Le règlement no 1306/2013

9 Le considérant 39 du règlement nº 1306/2013 énonçait :

« Afin de protéger les intérêts financiers du budget de l’Union [européenne], il convient que les États membres arrêtent des mesures afin de s’assurer que les opérations financées par [le Fonds européen agricole de garantie (FEAGA) et par le Fonds européen agricole pour le développement rural (Feader)] ont effectivement lieu et sont correctement exécutées. Il est également nécessaire que les États membres préviennent, détectent et traitent efficacement toute irrégularité ou tout cas de non-respect de leurs obligations de la part des bénéficiaires. Il importe à cette fin que le [règlement nº 2988/95] s’applique. En cas d’infraction à la législation agricole sectorielle, si des actes juridiques de l’Union n’ont pas fixé de règles précises en matière de sanctions administratives, les États membres devraient imposer des sanctions nationales qui doivent être effectives, dissuasives et proportionnées. »

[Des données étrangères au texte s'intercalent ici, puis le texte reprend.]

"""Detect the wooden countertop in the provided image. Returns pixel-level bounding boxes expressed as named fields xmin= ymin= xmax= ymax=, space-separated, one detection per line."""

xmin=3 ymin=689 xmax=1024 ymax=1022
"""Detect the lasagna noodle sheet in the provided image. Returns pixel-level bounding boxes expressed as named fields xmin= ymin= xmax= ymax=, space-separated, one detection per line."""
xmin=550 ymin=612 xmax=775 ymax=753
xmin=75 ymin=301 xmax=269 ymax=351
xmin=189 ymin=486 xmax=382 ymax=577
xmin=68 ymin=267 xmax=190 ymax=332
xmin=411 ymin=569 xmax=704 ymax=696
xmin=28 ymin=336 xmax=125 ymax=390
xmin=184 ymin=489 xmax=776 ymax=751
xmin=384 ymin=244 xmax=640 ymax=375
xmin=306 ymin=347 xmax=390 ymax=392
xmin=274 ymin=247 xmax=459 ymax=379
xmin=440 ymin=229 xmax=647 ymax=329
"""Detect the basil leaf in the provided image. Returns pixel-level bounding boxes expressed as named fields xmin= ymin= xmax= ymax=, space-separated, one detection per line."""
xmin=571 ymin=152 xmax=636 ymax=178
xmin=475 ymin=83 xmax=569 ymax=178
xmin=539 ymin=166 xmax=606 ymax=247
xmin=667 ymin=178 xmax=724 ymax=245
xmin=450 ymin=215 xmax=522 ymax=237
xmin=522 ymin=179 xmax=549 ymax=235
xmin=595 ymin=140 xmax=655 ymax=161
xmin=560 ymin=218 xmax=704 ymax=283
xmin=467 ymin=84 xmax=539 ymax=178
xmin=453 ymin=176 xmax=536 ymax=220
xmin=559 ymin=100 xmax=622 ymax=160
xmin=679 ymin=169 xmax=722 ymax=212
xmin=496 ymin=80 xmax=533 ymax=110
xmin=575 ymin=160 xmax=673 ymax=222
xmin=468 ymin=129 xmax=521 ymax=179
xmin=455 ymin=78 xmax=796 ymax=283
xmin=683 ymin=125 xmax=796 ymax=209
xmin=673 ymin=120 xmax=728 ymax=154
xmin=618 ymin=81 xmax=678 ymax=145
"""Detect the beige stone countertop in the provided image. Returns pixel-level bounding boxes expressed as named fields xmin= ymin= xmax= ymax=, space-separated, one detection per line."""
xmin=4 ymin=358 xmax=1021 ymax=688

10 L’article 2, paragraphe 1, sous g), de ce règlement définissait la notion d’« irrégularité », au sens de celui-ci, comme étant une irrégularité au sens de l’article 1er, paragraphe 2, du règlement nº 2988/95.

11 L’article 54 dudit règlement, intitulé « Dispositions communes », prévoyait :

« 1. Pour tout paiement indu résultant d’irrégularités ou de négligences, les États membres exigent un recouvrement auprès du bénéficiaire dans un délai de 18 mois suivant l’approbation et, le cas échéant, la réception par l’organisme payeur ou l’organisme chargé du recouvrement, d’un rapport de contrôle ou document similaire, indiquant l’existence d’une irrégularité. Parallèlement à la demande de recouvrement, les montants correspondants sont inscrits au grand livre des débiteurs de l’organisme payeur.

[...]

3. P our des motifs dûment justifiés, les États membres peuvent décider de ne pas poursuivre le recouvrement. Cette décision ne peut être prise que dans les cas suivants :

[...]

b) lorsque le recouvrement s’avère impossible à cause de l’insolvabilité du débiteur ou des personnes juridiquement responsables de l’irrégularité, constatée et admise conformément au droit national de l’État membre concerné.

[...] »

12 L’article 56 du même règlement, intitulé « Dispositions spécifiques au Feader », disposait, à son premier alinéa :

« Les États membres effectuent les redressements financiers résultant des irrégularités ou des négligences détectées dans les opérations ou les programmes de développement rural par la suppression totale ou partielle du financement de l’Union concerné. Les États membres prennent en considération la nature et la gravité des irrégularités constatées, ainsi que le niveau de la perte financière pour le Feader. »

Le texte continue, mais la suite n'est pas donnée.